The document summarizes research on whether gestures are universal or language-specific. It describes studies finding differences in gestures between languages and how gestures influence language acquisition. The presented study showed subjects videos of speakers of different languages with faces covered and had them identify if the speakers were speaking English. Subjects were mostly able to identify non-English speakers by their gestures. The study concluded gestures may be specific to languages and there is a perception of what English gestures look like.
2. Background Data
There have been many studies documenting the differences
in gestures between languages.
The same gesture can have different meanings in different
languages.
Also, the same concept can have different gestures across
languages.
3. Previous Research
By having native English and native Spanish speakers describe
the same cartoon, McNeill found that the English speakers
used more path descriptions accompanied by segmented and
extreme gestures whereas Spanish speakers used more
manner terms, less segmented and less extreme gestures.
4. More Research
One observation that has been studied extensively is the
difference between Italian and American gestures. Iverson et.

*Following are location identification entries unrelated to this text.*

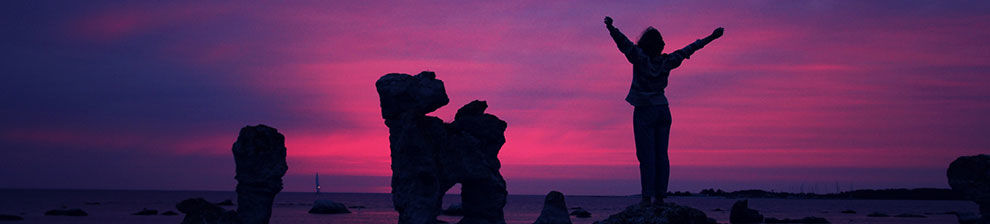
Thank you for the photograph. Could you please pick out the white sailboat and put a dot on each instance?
(317, 183)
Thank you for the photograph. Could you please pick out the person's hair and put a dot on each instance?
(651, 42)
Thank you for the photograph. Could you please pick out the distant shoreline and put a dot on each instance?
(865, 194)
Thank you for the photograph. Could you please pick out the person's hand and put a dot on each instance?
(718, 32)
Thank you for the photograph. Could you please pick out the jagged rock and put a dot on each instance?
(146, 211)
(200, 211)
(259, 154)
(429, 157)
(414, 95)
(66, 212)
(741, 213)
(581, 213)
(5, 217)
(454, 210)
(328, 207)
(970, 176)
(554, 210)
(810, 219)
(877, 214)
(668, 213)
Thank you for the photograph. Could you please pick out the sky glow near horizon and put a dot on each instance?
(798, 95)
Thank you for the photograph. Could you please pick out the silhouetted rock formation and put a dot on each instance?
(328, 207)
(66, 212)
(581, 213)
(260, 157)
(909, 215)
(4, 217)
(877, 214)
(454, 210)
(968, 218)
(554, 210)
(970, 176)
(429, 156)
(810, 219)
(200, 211)
(741, 213)
(146, 212)
(668, 213)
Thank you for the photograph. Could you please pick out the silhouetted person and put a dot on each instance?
(651, 116)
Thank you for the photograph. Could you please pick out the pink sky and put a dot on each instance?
(867, 95)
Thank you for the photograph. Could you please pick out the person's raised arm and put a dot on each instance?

Al. found that these differences influence language
acquisition such that Italian children enter the two-word
stage later than American children.
5. A bit more research
Lastly, a study by Maynard found that Japanese speakers nod
3 times as often in conversations. They nod at different parts
in the sentence and possibly for different reasons.
6. Hypothesis
Gestures can be used to inform the listener about the speaker.
If gestures are specific to a language then English speakers will
be able to identify other English speakers by their gestures.
7. Methods
Showed subjects 6 YouTube videos featuring speakers of
different languages.
The clips had 10 – 30 seconds straight of gesturing that
would allow us to cover the speaker’s faces
Then we asked them the following questions:
8. Survey questions
What is your native language?
Do you speak any other languages?
What gender are you?
Are these people speaking English or not? Why?
9. Results
Overall, the subjects were good at figuring out which
speakers were not speaking English
More Asians knew that the Asian videos were not English
than any other ethnicity
More people thought that French was English than British
English
Most people thought the American in the Italian setting was
not speaking English
10. Results con’t.
The subjects gave many reasons for why they chose English
or non-English. Among the most common were:
The speaker’s gestures reminded them of someone they knew
Background
Hand and arm movements (gestures)
11. Criteria for hand and arm movements
Most of the no answers were because the gestures were too
quick or too much.
Most of the yes answers said that English gesturing is more
informal, slower, calmer and smaller.
Different subjects used the same criteria to draw different
conclusions
12. Problems
Did not counterbalance e.g. did not show videos in different
orders.
Didn’t control for setting e.g. different clothes, backgrounds
etc.
We didn’t specify which dialect of English we were asking
about.
13. Conclusion
Even though the subjects were not able to identify English
speakers by their gestures they were able to identify non-
English speakers by their gestures.
Our most interesting finding was that there is a prevalent
perception of what English gestures look like.